No Gaelic games activity until Easter at the earliest
There will be no Gaelic games activity – training or games – at any level, including inter-county, until Easter at the earliest.
This directive follows a meeting between the GAA's Covid Advisory Group yesterday evening to consider the outcome of a meeting between the three Gaelic games governing bodies (GAA, Ladies Gaelic Football Association and Camogie Association) and representatives of the lrish government, including the Minister of State for Sport, Jack Chambers, which took place earlier this week.
The meeting was held to brief the governing bodies on the short-term prospects for a return to training and playing of Gaelic games, but with government representatives clarifying that inter-county Gaelic games activity is not covered under the current Level 5 exemptions for elite sports, a return to inter-county training or games is not permitted under the current restrictions.
Furthermore, there will not be any change to this position post-March 5, when the restrictions currently in place are to be reviewed. It is the view, therefore, of the GAA's Covid Advisory Group that no on-field activity will be permitted – training or games – until Easter at the earliest (Sunday, April 4, is Easter Sunday this year).
The government is expected to publish an updated Living With Covid plan which should provide clarity on when clubs and counties are likely to be allowed return to training and games in 2021. It should also provide clarity on when other off-field club activities may be permitted to resume.
This extended delay to the planned return of the inter-county season will have knock-on effects for both the inter-county and club games programmes originally planned for 2021, GAA president John Horan and director general Tom Ryan have explained.
“As of now, the GAA have made no firm decisions on what competitions may or may not be facilitated in any revised fixture programme – such decisions will be a factor of how much time is made available to us, both for an inter-county season and for the broader participation levels that will be necessary for a meaningful club season.
“While we will begin to look at contingency plans for the master fixtures programme, we will not be able to take definitive decisions in this context until we have a clear picture of what restrictions we are likely to be operating under at various points in the year ahead.
“Rest assured, however, that once clarity is provided by government and public health authorities on the likely road ahead for society generally and sport in particular, the GAA will follow with its own roadmap and plan for our own activities at both inter-county and club level, that will cover whatever time is available to us for the remainder of the year.
“We know these latest developments will come as a great disappointment to all those who are anxious to resume their Gaelic games involvement, be it on or off the field.
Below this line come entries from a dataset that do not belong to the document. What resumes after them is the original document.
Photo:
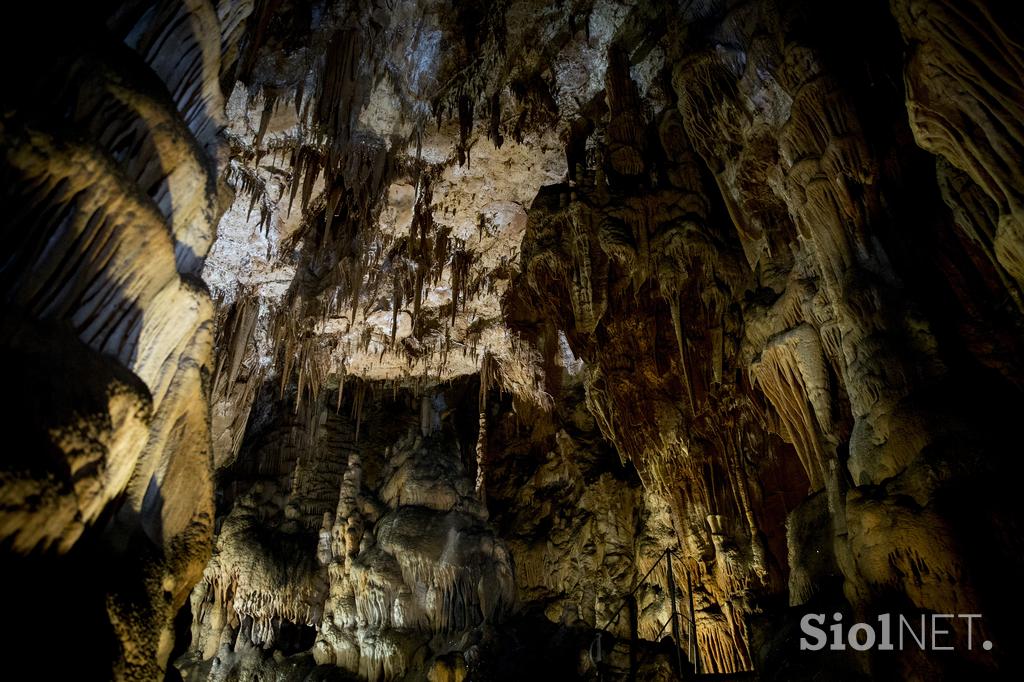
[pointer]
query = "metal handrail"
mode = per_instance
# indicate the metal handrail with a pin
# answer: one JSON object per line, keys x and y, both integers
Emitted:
{"x": 691, "y": 622}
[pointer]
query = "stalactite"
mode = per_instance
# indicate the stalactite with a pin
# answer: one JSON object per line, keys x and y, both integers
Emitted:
{"x": 677, "y": 325}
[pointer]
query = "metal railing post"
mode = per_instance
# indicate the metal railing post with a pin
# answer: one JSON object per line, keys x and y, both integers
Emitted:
{"x": 675, "y": 614}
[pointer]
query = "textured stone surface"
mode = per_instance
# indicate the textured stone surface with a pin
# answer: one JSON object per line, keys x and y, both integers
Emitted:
{"x": 417, "y": 335}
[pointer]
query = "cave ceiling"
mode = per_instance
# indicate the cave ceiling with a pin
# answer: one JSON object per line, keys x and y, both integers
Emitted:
{"x": 591, "y": 339}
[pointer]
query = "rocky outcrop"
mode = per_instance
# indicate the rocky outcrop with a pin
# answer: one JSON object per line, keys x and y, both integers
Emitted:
{"x": 423, "y": 338}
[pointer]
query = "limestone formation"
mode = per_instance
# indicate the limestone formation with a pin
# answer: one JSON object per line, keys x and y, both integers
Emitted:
{"x": 598, "y": 339}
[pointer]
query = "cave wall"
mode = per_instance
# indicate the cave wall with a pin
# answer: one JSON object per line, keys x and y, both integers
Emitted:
{"x": 413, "y": 333}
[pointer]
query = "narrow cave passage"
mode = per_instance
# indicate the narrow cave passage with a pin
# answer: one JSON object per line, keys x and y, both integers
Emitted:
{"x": 525, "y": 340}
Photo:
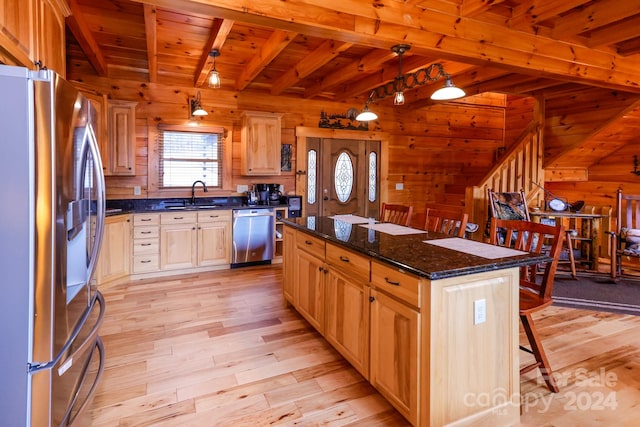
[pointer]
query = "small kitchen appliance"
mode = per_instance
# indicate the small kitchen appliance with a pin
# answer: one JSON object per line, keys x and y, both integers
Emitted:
{"x": 294, "y": 203}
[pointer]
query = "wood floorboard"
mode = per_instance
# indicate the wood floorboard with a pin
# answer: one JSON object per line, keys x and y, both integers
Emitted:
{"x": 221, "y": 349}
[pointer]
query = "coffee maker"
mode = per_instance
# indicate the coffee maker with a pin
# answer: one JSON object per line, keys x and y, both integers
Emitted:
{"x": 274, "y": 194}
{"x": 262, "y": 192}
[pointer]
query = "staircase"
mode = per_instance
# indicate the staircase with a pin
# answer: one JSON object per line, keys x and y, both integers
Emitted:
{"x": 519, "y": 169}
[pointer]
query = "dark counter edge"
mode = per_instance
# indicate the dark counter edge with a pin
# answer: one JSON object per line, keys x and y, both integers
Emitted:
{"x": 491, "y": 265}
{"x": 126, "y": 206}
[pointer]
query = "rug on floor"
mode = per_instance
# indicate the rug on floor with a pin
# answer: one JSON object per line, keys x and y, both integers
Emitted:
{"x": 598, "y": 292}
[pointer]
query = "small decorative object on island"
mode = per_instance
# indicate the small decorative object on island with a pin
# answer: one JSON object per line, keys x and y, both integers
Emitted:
{"x": 635, "y": 165}
{"x": 332, "y": 121}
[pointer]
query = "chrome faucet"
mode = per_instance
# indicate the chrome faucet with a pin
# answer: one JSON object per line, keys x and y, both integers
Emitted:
{"x": 193, "y": 190}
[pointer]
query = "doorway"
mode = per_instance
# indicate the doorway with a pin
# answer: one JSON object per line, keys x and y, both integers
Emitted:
{"x": 342, "y": 177}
While we remain in the midst of a deadly pandemic, there is significant cause for optimism that much better days lie ahead.
“The manner in which we have endured and overcome thus far, both as individual members and as an association generally, has been praised by many and is a cause of great pride to us all. With your help we are certain that we will eventually have a fulfilling season at both club and county level in 2021, just as we had in 2020.”
Under the master fixtures programme, a split season was to be implemented this year, but this time with inter-county activity coming first, with All-Ireland finals in July or August and club action to follow for the remainder of the year.
Last year, after the pandemic brought all activity to a halt, it was the club season which resumed first and was played to a conclusion before a revised inter-county season ran between October and December.
The GAA is likely to give county teams a four-week window to prepare for this year's inter-county season, which would mean no games until early May at least. In that scenario, it's difficult to see the calendar being able to squeeze in the hurling and football National Leagues as well as the provincial and All-Ireland championships.
In their statement, Mr. Horan and Mr. Ryan thanked all GAA members, players, coaches, managers and officers at all levels for their patience and understanding of the current situation and for co-operating with all of the restrictions that have been put in place.
They said also that they will prepare a revised master fixture calendar and plan for the remainder of 2021 once a new government road map for society and sport is made available.